In 1829, Field married Jane Lucinda Hopkins, with whom he had three children: Dudley, Jeanie Lucinda, and Isabella. After his wife's death in 1836, Field remarried twice, first to Harriet Davidson (d. 1864) and second to Mary E. Carr (d. 1874). The eldest child, Dudley Field, followed in his father's footsteps and studied law. He was made a partner in his father's practice in 1854. Jeanie Lucinda married an Antigua-born British imperial civil servant, Anthony Musgrave, and became a promoter of charitable projects in British colonies.

Dedication to codification

After having practiced law for several years, Field became convinced that the common law in America, and particularly in New York state, needed radical changes to unify and simplify its procedure. 1836 was particularly devastating for Field: his first wife, youngest child, and one of his brothers all died in the same year. The Louisiana code was drafted by jurists including Edward Livingston, Louis Lislet (1762–1832), and Pierre Derbigny.

Livingston helped to prepare criminal and civil codes for Louisiana, and Field's personal papers at Duke University Libraries reveal that he had read Livingston's 1825 report on the Louisiana Civil Code. He began by outlining his proposed reforms in pamphlets, professional journal articles, and legislative testimony, but met with a discouraging lack of interest. In 1846, Field's ideas gained wider notice with publication of a pamphlet, "The Reorganization of the Judiciary", which influenced that year's New York State Constitutional Convention to report in favor of a codification of the laws. In 1847 he finally had a chance to put his ideas into official form when he was appointed head of a state commission to revise court procedure and practice. The first part of the commission's work, a portion of the code of civil procedure, was reported and enacted by the legislature in 1848. By January 1, 1850, the New York state legislature had enacted the complete Code of Civil Procedure, subsequently known as the Field Code since it was almost entirely Field's work. It also influenced later procedural reforms in England and several of her colonies (specifically, the Judicature Acts).

However, according to Amalia Kessler, the more important aspect of Field's "code of civil procedure" was not so much the "code" part, but the "civil procedure" part. Before Field, the idea of "procedure" as a unified body of law simply did not exist in common law jurisdictions.
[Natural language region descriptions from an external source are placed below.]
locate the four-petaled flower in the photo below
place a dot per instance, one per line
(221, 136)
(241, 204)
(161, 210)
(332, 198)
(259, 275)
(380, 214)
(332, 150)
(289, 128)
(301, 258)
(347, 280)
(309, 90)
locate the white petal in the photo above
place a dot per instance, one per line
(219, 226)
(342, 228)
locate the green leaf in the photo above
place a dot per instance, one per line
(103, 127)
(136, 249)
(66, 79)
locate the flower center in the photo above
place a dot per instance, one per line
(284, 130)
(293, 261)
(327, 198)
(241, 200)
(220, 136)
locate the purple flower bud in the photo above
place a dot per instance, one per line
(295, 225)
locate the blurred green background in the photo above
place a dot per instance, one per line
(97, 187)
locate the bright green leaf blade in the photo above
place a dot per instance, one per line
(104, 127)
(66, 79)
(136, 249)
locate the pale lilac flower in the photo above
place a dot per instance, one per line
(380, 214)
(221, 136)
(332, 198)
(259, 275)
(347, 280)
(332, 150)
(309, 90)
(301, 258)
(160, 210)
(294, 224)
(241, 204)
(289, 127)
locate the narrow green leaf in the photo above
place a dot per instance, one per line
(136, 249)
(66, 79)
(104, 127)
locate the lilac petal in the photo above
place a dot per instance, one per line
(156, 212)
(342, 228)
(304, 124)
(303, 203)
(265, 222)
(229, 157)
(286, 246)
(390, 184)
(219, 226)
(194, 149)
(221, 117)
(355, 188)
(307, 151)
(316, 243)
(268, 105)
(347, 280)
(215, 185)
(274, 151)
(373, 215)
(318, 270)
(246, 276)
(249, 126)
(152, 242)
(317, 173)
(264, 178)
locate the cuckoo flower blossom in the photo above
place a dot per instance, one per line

Joseph Story's treatises a generation earlier are a typical example, in that Story, like his contemporaries, treated "pleading" and "practice" as two clearly distinct bodies of law and never used the word "procedure". The Field Code joined together "pleading" and "practice" for the first time under the heading of "procedure" and marked the "invention of procedure as a distinct, coherent category, defined in antithesis to the substantive law". The Field Code allowed any person "having organs of sense" to testify as a witness in a court of law in New York, except "the insane and very young children".

The codification, which was completed in February 1865, was adopted only in small part by the state of New York, but it served as a model upon which many statutory codes throughout the United States were constructed. it was later adopted in large part by the states of California, Idaho, Montana, North Dakota, and South Dakota, as well as the territory of Guam many years later. (Notably, Idaho largely enacted the contract sections of Field's civil code but declined to enact the tort sections.

Later career

After 1876, Field returned to the Democratic Party, and from January to March 1877 served in the United States House of Representatives to complete the unexpired term of Smith Ely, who had been elected Mayor of New York City. During his brief Congressional career he delivered six speeches (all of which attracted attention), introduced a bill in regard to the presidential succession, and appeared before the Electoral Commission in Samuel J. Tilden's interest during the highly controversial presidential election of 1876. He died in New York City in 1894.